TTIP: un trattato per domarli tutti
Le carte in mano a de Gucht, ottenute dal Guardian, dicono che «il TTIP è importante perché crea un precedente nei confronti dei Paesi terzi […]. Pensiamo che questo elemento interessi al settore energetico, e in particolare ad aziende attive a livello globale come Shell o ExxonMobil. Dopo tutto, esse affrontano gli stessi ostacoli al commercio quando fanno affari in Africa, in Russia o in Sud America».
Invece di negoziare trattati di libero scambio con ciascun Paese per far contente le multinazionali del fossile, la Commissione europea ritiene di risolvere il problema con un solo enorme accordo: il TTIP. I Paesi al di fuori del patto USA-Ue sarebbero progressivamente costretti ad adottare le stesse misure, rendendo più facile per le aziende come Exxon l’espansione nei loro mercati. La compagnia ha infatti piani di investimento nel fracking in Africa, Sud America e Asia.
Secondo i verbali della riunione visti dalla testata britannica, la conversazione è durata un’ora, focalizzandosi su quattro argomenti:
– gas da scisti
– aspetti geopolitici
– intenzione (poi abbandonata) dell’Ue di etichettare le sabbie bituminose come combustibile altamente inquinante
– possibile riconversione al trattamento del greggio del terminale USA di Exxon per l’export di gas naturale liquefatto.
Un precedente scoop del Guardian ha rivelato, lo scorso novembre, che la Commissione avrebbe concesso ad Exxon l’accesso a documenti riservati riguardanti il TTIP. L’Unione europea preme da anni sugli Stati Uniti per aggiungere un capitolo dedicato all’energia al futuro accordo, preoccupata degli impatti della crisi ucraina sulla sicurezza energetica. Lo dimostrano i testi trapelati in più di un’occasione. Bruxelles chiede a Washington di aprire le condotte del gas da scisti ricavato con il fracking, nonché di levare il bando all’export di petrolio greggio che gli USA hanno stabilito negli anni ’70 (e infatti ora è saltato). L’esecutivo europeo sembra disposto a tutto per una trasfusione di combustibili fossili: anche a concedere alle aziende più inquinanti l’ingresso alle segrete stanze del negoziato. Perfino, forse, a far scrivere direttamente ai loro esperti i testi legali di un trattato con ricadute sulla vita di miliardi di persone.
C’è chi dice no
«La partita della Commissione sulle politiche commerciali è sporca – dichiara Monica di Sisto, portavoce della Campagna Stop TTIP Italia – sia perché dannosa per l’ambiente, sia perché giocata alle nostre spalle. Per questo dobbiamo fermare il TTIP, che porterebbe decisioni come queste lontano dalle istituzioni democratiche, in uno spazio transatlantico del tutto inaccessibile e non trasparente.
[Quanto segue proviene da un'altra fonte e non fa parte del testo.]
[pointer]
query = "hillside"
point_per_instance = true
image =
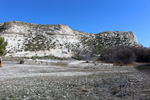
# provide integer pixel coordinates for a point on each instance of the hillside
(28, 39)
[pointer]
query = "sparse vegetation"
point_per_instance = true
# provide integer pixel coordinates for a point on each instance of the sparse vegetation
(21, 61)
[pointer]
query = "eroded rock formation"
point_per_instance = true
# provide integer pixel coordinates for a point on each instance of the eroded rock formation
(27, 39)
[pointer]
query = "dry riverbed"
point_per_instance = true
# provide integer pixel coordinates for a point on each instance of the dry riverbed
(72, 80)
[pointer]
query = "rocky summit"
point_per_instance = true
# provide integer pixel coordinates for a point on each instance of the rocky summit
(28, 39)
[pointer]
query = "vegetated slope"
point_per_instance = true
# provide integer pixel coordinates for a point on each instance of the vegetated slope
(27, 39)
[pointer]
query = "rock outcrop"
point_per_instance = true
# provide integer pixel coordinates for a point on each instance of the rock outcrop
(27, 39)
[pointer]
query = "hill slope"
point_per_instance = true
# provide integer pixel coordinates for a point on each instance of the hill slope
(27, 39)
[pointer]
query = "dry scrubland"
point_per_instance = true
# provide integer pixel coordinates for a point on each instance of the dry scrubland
(73, 80)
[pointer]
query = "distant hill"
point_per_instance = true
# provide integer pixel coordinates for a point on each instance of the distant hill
(28, 39)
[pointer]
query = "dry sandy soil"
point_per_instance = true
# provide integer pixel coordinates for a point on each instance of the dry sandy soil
(72, 80)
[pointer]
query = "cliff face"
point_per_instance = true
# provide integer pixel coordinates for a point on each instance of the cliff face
(27, 39)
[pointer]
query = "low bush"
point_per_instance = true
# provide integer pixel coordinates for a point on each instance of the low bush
(142, 54)
(21, 61)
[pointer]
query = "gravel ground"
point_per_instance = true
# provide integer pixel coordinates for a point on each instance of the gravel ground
(72, 80)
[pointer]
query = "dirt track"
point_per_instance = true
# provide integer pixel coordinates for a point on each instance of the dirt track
(72, 80)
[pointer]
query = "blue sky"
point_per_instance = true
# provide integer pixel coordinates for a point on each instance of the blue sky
(93, 16)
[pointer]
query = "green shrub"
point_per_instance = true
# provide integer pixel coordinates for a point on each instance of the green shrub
(21, 61)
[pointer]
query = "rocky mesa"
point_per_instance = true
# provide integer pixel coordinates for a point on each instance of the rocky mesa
(28, 39)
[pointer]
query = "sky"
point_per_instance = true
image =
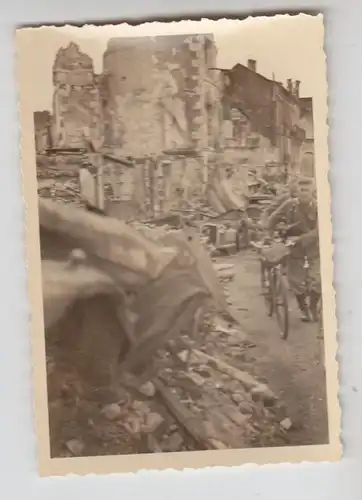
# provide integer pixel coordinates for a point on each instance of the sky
(286, 46)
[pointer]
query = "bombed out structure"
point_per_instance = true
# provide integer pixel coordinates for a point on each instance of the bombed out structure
(163, 101)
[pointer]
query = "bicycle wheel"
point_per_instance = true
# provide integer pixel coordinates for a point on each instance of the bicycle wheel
(280, 296)
(265, 282)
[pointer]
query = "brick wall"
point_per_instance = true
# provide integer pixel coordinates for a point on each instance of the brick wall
(76, 99)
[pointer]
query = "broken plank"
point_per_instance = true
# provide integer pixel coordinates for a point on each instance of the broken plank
(247, 380)
(186, 419)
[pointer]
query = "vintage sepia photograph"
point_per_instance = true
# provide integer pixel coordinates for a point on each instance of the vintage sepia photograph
(179, 244)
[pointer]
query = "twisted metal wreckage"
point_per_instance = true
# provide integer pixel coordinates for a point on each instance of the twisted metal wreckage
(98, 271)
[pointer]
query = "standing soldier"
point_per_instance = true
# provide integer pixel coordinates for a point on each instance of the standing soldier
(288, 192)
(301, 213)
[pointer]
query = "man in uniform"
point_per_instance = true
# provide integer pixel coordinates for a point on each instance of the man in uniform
(301, 214)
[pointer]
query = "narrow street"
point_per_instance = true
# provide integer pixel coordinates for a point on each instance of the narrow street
(290, 367)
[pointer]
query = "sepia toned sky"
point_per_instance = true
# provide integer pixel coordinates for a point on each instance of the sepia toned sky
(289, 47)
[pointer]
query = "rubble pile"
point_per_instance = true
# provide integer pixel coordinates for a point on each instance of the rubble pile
(199, 395)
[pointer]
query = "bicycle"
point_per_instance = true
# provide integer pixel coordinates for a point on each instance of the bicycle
(274, 283)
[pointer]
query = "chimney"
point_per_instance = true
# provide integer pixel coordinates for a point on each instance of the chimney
(252, 64)
(296, 88)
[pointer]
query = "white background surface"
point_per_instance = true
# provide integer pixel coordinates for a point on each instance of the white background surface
(18, 475)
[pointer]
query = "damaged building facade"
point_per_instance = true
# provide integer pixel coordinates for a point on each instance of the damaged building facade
(155, 94)
(262, 119)
(158, 97)
(42, 131)
(77, 109)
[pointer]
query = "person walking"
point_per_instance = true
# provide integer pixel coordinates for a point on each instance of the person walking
(301, 214)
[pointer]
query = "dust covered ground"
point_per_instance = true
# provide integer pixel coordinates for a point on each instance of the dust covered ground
(276, 397)
(291, 367)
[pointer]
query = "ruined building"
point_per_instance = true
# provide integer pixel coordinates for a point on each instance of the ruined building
(307, 160)
(42, 130)
(159, 93)
(263, 117)
(77, 106)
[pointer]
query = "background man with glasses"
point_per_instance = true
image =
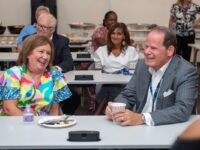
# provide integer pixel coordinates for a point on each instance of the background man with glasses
(30, 29)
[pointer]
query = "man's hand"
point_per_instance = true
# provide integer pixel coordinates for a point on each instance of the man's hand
(128, 118)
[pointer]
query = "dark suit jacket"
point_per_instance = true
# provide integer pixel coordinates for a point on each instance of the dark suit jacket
(180, 77)
(62, 55)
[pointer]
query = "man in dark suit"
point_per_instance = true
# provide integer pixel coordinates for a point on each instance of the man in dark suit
(163, 89)
(46, 24)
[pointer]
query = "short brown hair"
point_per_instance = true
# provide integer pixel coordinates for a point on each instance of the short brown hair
(29, 44)
(127, 40)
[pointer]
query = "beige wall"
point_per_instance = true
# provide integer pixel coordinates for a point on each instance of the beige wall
(129, 11)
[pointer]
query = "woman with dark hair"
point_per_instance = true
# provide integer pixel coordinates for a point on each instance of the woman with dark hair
(117, 57)
(99, 37)
(34, 82)
(182, 21)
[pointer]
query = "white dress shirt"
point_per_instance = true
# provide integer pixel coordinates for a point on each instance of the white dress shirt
(111, 63)
(155, 79)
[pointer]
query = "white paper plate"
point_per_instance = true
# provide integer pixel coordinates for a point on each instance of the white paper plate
(70, 122)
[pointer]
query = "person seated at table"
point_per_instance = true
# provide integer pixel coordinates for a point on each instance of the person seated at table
(163, 89)
(117, 57)
(46, 24)
(99, 37)
(34, 82)
(30, 29)
(189, 139)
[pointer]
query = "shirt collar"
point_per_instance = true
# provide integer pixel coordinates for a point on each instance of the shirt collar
(162, 69)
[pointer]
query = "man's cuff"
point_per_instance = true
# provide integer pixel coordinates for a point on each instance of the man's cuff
(148, 119)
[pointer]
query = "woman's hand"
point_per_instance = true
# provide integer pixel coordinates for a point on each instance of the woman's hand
(10, 108)
(54, 110)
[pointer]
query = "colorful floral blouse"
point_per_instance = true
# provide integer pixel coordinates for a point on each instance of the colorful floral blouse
(184, 18)
(17, 84)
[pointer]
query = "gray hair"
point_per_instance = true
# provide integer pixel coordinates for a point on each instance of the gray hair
(53, 20)
(40, 9)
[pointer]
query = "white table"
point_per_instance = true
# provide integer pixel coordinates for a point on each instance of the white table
(16, 134)
(99, 78)
(196, 48)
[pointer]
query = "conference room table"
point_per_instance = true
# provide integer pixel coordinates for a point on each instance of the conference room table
(98, 77)
(18, 135)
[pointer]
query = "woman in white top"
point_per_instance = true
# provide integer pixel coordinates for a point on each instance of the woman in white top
(116, 57)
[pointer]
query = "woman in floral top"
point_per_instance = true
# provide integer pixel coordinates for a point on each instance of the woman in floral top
(182, 21)
(34, 82)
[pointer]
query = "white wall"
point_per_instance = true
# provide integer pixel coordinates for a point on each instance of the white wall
(14, 12)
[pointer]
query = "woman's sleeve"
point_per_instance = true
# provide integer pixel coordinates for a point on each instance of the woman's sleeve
(60, 89)
(10, 84)
(133, 58)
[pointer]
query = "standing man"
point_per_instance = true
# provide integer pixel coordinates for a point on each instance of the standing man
(163, 89)
(30, 29)
(46, 24)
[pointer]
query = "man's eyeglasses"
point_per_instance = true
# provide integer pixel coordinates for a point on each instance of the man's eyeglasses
(43, 27)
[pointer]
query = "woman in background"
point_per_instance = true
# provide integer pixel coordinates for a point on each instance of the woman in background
(182, 21)
(34, 82)
(99, 37)
(116, 57)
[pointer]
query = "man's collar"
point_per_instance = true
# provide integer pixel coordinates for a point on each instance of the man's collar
(162, 69)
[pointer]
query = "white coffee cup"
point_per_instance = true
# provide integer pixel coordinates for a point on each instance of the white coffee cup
(117, 106)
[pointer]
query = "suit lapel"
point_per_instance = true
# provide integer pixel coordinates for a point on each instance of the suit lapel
(167, 80)
(146, 76)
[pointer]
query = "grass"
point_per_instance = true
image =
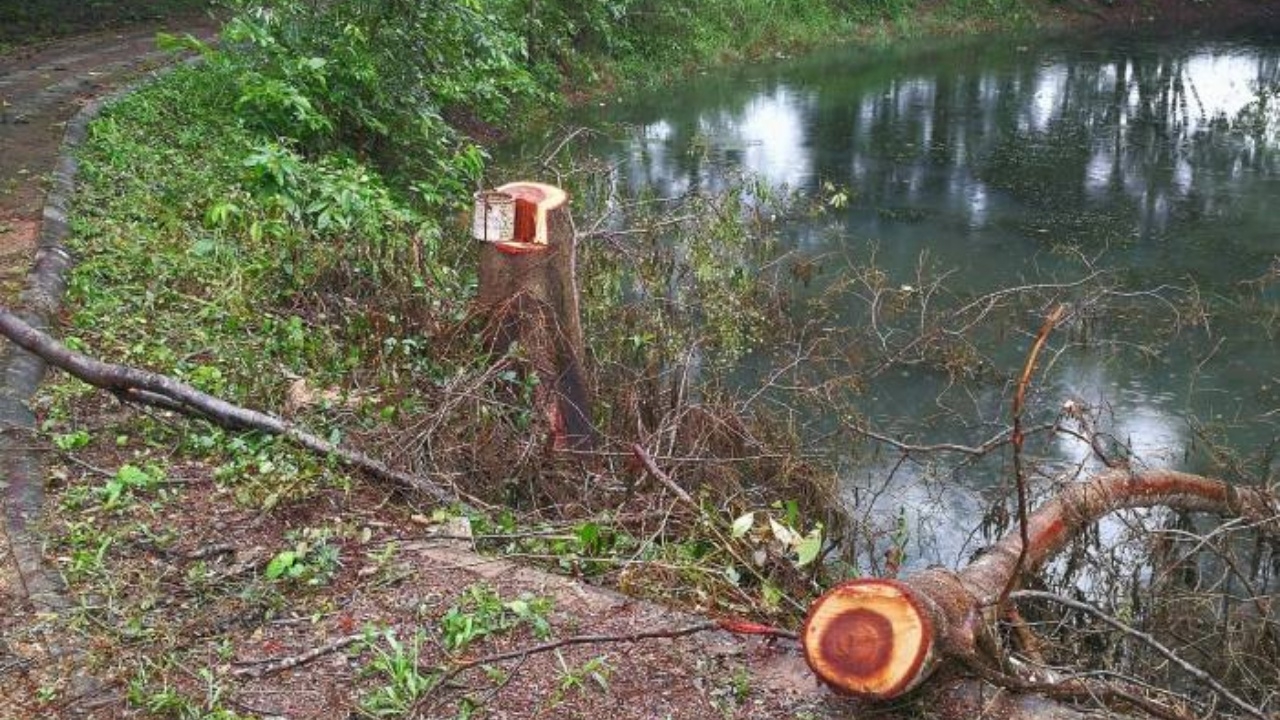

Eppure si tratta di scelte determinanti per la qualità della vita quotidiana e per il futuro delle nostre comunità».
Con il lancio di una nuova petizione rivolta agli Enti locali e i preparativi per una manifestazione nazionale in primavera, le centinaia di organizzazioni aderenti alla campagna stanno rilanciando il tema nel dibattito pubblico, proprio nel momento in cui anche la battaglia sulle trivelle in Italia entra in una fase cruciale.